The Engineer – Secondary Air Systems & Whole Engine Models will develop and lead the implementation of advanced 2D thermo-mechanical whole engine models (WEMs) that capture the complete transient thermal and mechanical behavior of gas turbine engines across full and various mission cycles—from startup through steady-state operation to shut down and cooldown. The engineer will also develop and integrate secondary air systems (SAS) models and support cross-functional teams by providing predictive insight into thermal behavior, component clearances and structural integrity.

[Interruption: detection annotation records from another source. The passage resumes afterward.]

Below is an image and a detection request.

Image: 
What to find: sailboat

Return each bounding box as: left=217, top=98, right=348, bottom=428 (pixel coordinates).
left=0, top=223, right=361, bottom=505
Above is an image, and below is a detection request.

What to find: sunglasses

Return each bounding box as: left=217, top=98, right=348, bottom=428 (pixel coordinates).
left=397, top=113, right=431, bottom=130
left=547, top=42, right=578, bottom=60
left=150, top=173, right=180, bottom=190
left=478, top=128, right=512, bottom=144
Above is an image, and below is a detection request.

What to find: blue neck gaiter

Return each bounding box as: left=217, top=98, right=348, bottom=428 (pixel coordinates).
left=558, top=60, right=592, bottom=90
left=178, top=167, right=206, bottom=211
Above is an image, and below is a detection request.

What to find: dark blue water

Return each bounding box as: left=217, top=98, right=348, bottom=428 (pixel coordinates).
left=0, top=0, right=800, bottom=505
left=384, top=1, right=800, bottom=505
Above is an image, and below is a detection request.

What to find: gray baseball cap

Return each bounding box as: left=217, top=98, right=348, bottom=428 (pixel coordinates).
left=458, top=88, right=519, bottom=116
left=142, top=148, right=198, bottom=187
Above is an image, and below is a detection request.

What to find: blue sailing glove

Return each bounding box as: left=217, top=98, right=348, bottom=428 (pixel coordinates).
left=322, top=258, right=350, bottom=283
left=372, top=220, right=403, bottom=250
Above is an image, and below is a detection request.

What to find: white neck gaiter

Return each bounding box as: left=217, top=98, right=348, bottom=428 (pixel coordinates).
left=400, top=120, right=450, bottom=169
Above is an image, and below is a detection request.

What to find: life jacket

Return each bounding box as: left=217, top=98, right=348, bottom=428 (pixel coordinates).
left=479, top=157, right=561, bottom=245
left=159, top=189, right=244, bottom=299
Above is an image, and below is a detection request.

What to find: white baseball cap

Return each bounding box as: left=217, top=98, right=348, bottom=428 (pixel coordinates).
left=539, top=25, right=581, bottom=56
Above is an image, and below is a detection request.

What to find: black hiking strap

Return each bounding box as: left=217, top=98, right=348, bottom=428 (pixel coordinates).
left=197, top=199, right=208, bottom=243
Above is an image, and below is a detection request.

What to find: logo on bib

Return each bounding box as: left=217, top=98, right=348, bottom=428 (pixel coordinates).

This role plays a critical part in enabling high-performance, robust propulsion system design by embedding validated transient analysis models directly into the product development workflow, ultimately supporting component design and selection, lifetime assessment, and risk mitigation strategies.

Key Responsibilities

Whole Engine Modeling (WEM)

• Develop 2D axisymmetric thermo-mechanical whole engine models for various aircraft propulsion applications, capturing transient thermal behavior and rotor-stator interactions across full operational scenarios.
• Translate complex 3D gas turbine geometry into efficient 2D simulation domains, accounting for both axisymmetric and non-axisymmetric features (e.g., flanges, ports, blades etc..).
• Incorporate mission profiles (e.g., startup, loading, cooldown, restart) and evolving boundary conditions into transient simulations.
• Use the WEM as a digital twin to evaluate component temperatures, thermal gradients, displacements, and clearances over time.
• Provide critical inputs to structural teams for 3D mechanical movement analysis (e.g., ovality, distortion, lifetime evaluations).
• Participate in the test campaigns to validate findings and update whole engine models accordingly.
  
  

• Build and validate 1D SAS networks including internal air paths, cooling flows, leakage paths, and cavities.
• Integrate SAS with WEM to account for convective heat transfer and flow behavior throughout transient engine cycles.
• Use CFD, empirical data, and in-house correlations to inform heat transfer coefficients and boundary conditions across components such as combustors, turbines, compressors, secondary air systems and auxiliaries.
  
  

• Act as the interface between thermal, mechanical, design, CFD, performance, and clearance teams, gathering input for model setup (geometry, materials, operational cycles, heat transfer, etc.).
• Embed WEM and SAS outputs into decision-making workflows, especially for evaluating mechanical integrity, component lifetime evaluation, and clearance control.
  
  

• Benchmark and implement tools such as ANSYS, NX Thermal, Thermal Desktop, AxStream, or similar for thermal and fluid-structure simulation.
• Automate model setup and boundary condition control using scripting (Python, Fortran, MATLAB).
• Develop user-friendly workflows and conditional modeling approaches (e.g., if/then logic for boundary conditions) to capture complex physics during engine transients.
  
  

• Maintain detailed documentation, including input mapping, assumptions, model validation results, and transient simulation outcomes.
• Author detailed technical reports and support the company’s intellectual property development.
• Provide training and guidance on model usage across the organization.
  
  

• Master’s or PhD in Mechanical Engineering, Aerospace Engineering, or a related field with focus on heat transfer, thermo-mechanics, or propulsion systems.
• 3–7 years of experience in gas turbine engine modeling, with hands-on development of WEM or SAS models.
• Proven experience with FEM/thermal modeling tools and programming/scripting for simulation workflows.
• Strong background in transient thermal analysis, fluid–structure interaction, and thermal boundary condition development.
  
  

• Deep understanding of gas turbine physics, especially related to transient thermal behavior, mechanical stress, and clearance evolution.
• Ability to create and integrate cross-disciplinary simulation models representing full engine behavior.
• High level of attention to detail, with strong documentation and data visualization skills.
• Excellent communication skills to interface with multi-disciplinary engineering teams.
• Knowledge of scripting tools such as Python and CFD for the development of localized models.
  
  

• Knowledge of power generation cycles, combined cycle systems, and hybrid propulsion concepts.
• Experience simulating transient thermals with varying boundary conditions (mass flow rates, inlet temperatures and understanding of heat transfer coefficients correlations.
• Familiarity with gas turbine performance modeling tools and their integration with thermal simulation.